Skills are the key elements contributing to the prosperity of nations and to better lives for individuals. That is why countries have invested heavily in skills over past decades. For workers, skills mean employability and social mobility. For society, skills represent a major component of its productivity, competitiveness and innovation. An important dimension of labour market disequilibria is the mismatch of supply and demand of different skills at the sectoral, regional and occupational levels. This is due to slow adjustment of skill structures in periods of rapid structural change that characterizes the post-transition economy.
Skill mismatches may be caused by ineffective signalling of labour market demands to education and training providers and to individuals, but they are very often a consequence of a lack of responsiveness on the part of education and training providers to information about skills demand. Croatia is not unique in having a relatively high interest for adjusting (matching) educational output with dynamic trends on the labour market. Croatia does not have a system of labour market information on occupational trends. Thus, it is impossible to specify which kinds of future requirements and unmet demands are commonly perceived.
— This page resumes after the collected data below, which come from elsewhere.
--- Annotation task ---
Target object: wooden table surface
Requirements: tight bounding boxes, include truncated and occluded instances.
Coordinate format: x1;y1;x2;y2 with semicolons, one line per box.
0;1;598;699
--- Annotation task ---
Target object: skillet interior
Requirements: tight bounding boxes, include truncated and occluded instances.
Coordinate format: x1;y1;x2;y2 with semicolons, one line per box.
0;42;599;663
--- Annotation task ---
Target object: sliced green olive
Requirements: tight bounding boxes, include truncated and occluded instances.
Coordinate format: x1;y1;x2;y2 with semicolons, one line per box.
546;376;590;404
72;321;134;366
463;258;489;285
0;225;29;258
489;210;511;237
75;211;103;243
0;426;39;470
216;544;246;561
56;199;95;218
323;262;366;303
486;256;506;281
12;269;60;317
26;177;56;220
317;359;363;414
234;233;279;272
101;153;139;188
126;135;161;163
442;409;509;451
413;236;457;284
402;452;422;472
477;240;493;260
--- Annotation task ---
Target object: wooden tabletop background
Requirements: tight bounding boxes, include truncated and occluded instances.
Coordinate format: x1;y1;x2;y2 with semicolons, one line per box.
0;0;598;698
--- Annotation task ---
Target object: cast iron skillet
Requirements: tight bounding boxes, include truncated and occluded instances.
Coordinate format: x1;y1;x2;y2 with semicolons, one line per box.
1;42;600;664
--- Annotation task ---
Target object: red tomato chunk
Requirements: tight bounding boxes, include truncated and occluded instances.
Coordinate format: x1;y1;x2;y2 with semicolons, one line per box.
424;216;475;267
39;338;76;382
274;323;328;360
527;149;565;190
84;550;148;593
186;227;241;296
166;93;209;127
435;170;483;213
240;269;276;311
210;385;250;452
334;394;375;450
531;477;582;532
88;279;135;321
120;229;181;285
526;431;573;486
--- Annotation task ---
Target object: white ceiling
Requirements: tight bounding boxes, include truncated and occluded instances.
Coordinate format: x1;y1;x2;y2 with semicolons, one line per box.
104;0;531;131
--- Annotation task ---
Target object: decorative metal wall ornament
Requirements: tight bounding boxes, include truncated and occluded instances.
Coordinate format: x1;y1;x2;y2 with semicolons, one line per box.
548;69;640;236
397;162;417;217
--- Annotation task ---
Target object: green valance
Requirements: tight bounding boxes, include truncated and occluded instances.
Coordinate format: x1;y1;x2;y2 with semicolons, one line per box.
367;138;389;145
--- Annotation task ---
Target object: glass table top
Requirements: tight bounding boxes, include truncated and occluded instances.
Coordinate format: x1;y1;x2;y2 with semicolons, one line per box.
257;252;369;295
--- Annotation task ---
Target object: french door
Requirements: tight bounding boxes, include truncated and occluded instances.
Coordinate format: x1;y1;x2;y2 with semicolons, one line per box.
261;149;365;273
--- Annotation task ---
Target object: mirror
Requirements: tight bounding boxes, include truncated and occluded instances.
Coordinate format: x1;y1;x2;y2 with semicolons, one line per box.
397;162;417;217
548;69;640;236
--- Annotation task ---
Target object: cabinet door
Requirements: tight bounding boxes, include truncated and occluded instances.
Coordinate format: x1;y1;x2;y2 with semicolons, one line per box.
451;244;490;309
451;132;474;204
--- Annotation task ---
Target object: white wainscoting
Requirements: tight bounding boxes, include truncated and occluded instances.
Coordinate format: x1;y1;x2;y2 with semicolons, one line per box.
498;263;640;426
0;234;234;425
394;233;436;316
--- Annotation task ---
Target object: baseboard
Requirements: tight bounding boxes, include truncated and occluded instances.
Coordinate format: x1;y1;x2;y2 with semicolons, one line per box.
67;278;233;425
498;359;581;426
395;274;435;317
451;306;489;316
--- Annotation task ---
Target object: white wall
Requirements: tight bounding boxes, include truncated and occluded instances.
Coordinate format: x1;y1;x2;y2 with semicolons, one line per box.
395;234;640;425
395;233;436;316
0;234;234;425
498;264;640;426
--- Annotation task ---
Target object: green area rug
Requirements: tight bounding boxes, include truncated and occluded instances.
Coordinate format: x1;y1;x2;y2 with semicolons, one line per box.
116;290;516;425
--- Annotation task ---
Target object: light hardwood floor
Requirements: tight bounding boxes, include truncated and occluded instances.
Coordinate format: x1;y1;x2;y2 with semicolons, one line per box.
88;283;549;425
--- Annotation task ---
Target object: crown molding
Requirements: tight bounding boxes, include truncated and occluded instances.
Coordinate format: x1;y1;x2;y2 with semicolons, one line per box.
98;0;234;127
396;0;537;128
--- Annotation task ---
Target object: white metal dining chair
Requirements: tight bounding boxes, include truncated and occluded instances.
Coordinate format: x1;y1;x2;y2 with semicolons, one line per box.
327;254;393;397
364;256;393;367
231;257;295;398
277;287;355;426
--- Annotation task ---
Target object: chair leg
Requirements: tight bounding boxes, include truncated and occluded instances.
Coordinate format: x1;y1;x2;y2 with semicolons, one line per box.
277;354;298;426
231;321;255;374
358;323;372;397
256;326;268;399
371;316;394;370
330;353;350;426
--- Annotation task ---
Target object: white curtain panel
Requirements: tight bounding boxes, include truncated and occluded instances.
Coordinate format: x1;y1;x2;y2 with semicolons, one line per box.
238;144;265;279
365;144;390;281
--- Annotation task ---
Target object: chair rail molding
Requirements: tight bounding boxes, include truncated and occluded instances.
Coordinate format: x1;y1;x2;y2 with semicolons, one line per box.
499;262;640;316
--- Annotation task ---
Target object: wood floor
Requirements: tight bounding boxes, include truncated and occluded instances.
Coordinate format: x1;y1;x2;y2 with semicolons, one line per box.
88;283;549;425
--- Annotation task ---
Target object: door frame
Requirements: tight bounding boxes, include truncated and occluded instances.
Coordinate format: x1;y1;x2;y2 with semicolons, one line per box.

Taking into account the process of globalization process Croatia is undergoing, economic restructuring and the pressures of competition, demographic factors, there is an obvious need for more effective planning and management of the education system particularly to put more attention to long-term forecasting of labour market needs. Thus, it will be necessary to monitor systematically the labour market and occupational trends to insure better labour market information on occupational trends. Furthermore, it is important to provide and/or improve transparent information on employment status of graduates from various education programmes, and to insure more fl exible adjustments of enrolment quotas in education and training programmes.